STAR SPANGLED RODEO or: How Glen Campbell Saved a Sad Little Immigrant Girl

Ayser Salman
Aug 9, 2017 · 7 min read
Me, probably wanting to be at home — away from people.

The following post is an excerpt from my upcoming memoir, THE WRONG END OF THE TABLE: AN IMMIGRANT LOVE STORY.


Music plays a huge part in my life, especially in terms of defining periods and eras. If my life were a book the chapters would be named after song titles…

I mean that’s pretty much what I’ve done — I AM writing a book, a comic account of being a “fresh-off-the-boat” Iraqi who moved to Ohio in the dead of winter and was told “Here. Fit in now.”

I’m exaggerating a wee bit but that’s the crux of it. And pretty much all my memories revolve around music. Ask me a question about a time in my life and I can often tell you what song is representative; my life in Ohio is defined by singers Ronnie Milsap and Glen Campbell. Saudi Arabia was The Carpenters and Olivia Newton John. I discovered the Beatles in high school and lived by their credo “Let it be.” And college was my heavy metal and Goth music phase (short-lived) with a heaping side of R.E.M. and Echo and the Bunnymen.

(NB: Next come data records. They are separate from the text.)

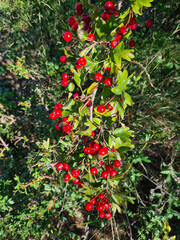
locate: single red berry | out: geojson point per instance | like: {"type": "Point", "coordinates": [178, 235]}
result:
{"type": "Point", "coordinates": [57, 127]}
{"type": "Point", "coordinates": [71, 21]}
{"type": "Point", "coordinates": [65, 76]}
{"type": "Point", "coordinates": [114, 43]}
{"type": "Point", "coordinates": [75, 26]}
{"type": "Point", "coordinates": [93, 200]}
{"type": "Point", "coordinates": [108, 215]}
{"type": "Point", "coordinates": [118, 36]}
{"type": "Point", "coordinates": [67, 36]}
{"type": "Point", "coordinates": [101, 108]}
{"type": "Point", "coordinates": [67, 177]}
{"type": "Point", "coordinates": [109, 168]}
{"type": "Point", "coordinates": [122, 29]}
{"type": "Point", "coordinates": [87, 150]}
{"type": "Point", "coordinates": [101, 214]}
{"type": "Point", "coordinates": [78, 6]}
{"type": "Point", "coordinates": [104, 174]}
{"type": "Point", "coordinates": [149, 23]}
{"type": "Point", "coordinates": [98, 76]}
{"type": "Point", "coordinates": [131, 43]}
{"type": "Point", "coordinates": [59, 166]}
{"type": "Point", "coordinates": [108, 5]}
{"type": "Point", "coordinates": [101, 196]}
{"type": "Point", "coordinates": [91, 37]}
{"type": "Point", "coordinates": [88, 206]}
{"type": "Point", "coordinates": [105, 16]}
{"type": "Point", "coordinates": [117, 163]}
{"type": "Point", "coordinates": [66, 166]}
{"type": "Point", "coordinates": [113, 173]}
{"type": "Point", "coordinates": [109, 107]}
{"type": "Point", "coordinates": [114, 11]}
{"type": "Point", "coordinates": [75, 173]}
{"type": "Point", "coordinates": [108, 82]}
{"type": "Point", "coordinates": [93, 170]}
{"type": "Point", "coordinates": [82, 61]}
{"type": "Point", "coordinates": [106, 206]}
{"type": "Point", "coordinates": [63, 59]}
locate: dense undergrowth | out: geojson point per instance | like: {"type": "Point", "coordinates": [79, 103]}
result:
{"type": "Point", "coordinates": [35, 208]}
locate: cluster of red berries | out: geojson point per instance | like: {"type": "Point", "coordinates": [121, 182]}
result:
{"type": "Point", "coordinates": [110, 10]}
{"type": "Point", "coordinates": [101, 204]}
{"type": "Point", "coordinates": [67, 176]}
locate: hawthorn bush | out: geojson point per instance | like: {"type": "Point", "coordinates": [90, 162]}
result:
{"type": "Point", "coordinates": [86, 167]}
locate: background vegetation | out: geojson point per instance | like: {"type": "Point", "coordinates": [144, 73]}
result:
{"type": "Point", "coordinates": [33, 207]}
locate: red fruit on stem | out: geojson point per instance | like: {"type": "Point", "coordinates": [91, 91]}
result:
{"type": "Point", "coordinates": [88, 206]}
{"type": "Point", "coordinates": [105, 16]}
{"type": "Point", "coordinates": [104, 174]}
{"type": "Point", "coordinates": [93, 170]}
{"type": "Point", "coordinates": [71, 21]}
{"type": "Point", "coordinates": [66, 166]}
{"type": "Point", "coordinates": [122, 29]}
{"type": "Point", "coordinates": [63, 59]}
{"type": "Point", "coordinates": [87, 150]}
{"type": "Point", "coordinates": [67, 36]}
{"type": "Point", "coordinates": [108, 5]}
{"type": "Point", "coordinates": [75, 173]}
{"type": "Point", "coordinates": [108, 215]}
{"type": "Point", "coordinates": [117, 163]}
{"type": "Point", "coordinates": [82, 61]}
{"type": "Point", "coordinates": [131, 43]}
{"type": "Point", "coordinates": [59, 166]}
{"type": "Point", "coordinates": [101, 108]}
{"type": "Point", "coordinates": [98, 77]}
{"type": "Point", "coordinates": [113, 173]}
{"type": "Point", "coordinates": [114, 43]}
{"type": "Point", "coordinates": [149, 23]}
{"type": "Point", "coordinates": [67, 177]}
{"type": "Point", "coordinates": [108, 82]}
{"type": "Point", "coordinates": [101, 214]}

I developed my love of music from my mother. When I was little she often told me that whenever I was feeling sad or depressed, if I put on some music it would instantly brighten my mood and often transport me to a ‘magical place.’ This was a lifesaver to someone whose young routine was uprooted by moving from Baghdad to Columbus, Ohio leaving behind our large house with my dolls and toys and a backyard swing to come to a cold and snowy land where I didn’t know the language and had to share a bedroom with my kid brother and listen to creaky radiator pipes pinging loudly during the night.

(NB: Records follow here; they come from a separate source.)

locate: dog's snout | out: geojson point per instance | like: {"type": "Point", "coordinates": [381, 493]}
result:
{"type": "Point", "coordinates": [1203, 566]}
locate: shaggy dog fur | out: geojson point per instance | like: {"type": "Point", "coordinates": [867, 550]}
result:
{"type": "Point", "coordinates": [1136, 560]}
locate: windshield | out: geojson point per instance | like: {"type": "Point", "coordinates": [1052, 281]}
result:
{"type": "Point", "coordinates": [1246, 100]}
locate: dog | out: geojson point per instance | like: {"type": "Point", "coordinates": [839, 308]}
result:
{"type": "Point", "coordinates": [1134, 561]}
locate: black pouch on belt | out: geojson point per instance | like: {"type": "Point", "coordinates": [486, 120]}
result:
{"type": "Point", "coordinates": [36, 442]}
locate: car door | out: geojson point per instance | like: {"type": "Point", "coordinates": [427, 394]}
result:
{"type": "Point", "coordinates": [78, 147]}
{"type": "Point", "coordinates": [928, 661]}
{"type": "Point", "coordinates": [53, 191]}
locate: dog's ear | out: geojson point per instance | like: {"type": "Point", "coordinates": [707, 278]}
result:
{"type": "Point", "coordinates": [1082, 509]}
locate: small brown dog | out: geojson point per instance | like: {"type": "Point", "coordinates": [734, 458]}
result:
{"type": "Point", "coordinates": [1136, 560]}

One of my earliest memories from Ohio is Mom making a hybrid Middle-Eastern/American feast, while her small FM radio played pop music in the background. I would sit at the small table in the corner of our very small kitchen and ‘help’ her by shaping rice into balls for kibbe and squeezing lemon juice into taboule and various other side dishes. And all the while Mom would buzz around humming happily to whatever tune was on the radio. Every now and then she would mouth the words on the commercials, her way of strengthening her fledgling English. On rare occasions a song would come on that would make us go into all-out performance mode. We’d dance out into the living room, Mom holding the spatula as a microphone and my brother playing air guitar.

I played this cassette over and over until it almost broke.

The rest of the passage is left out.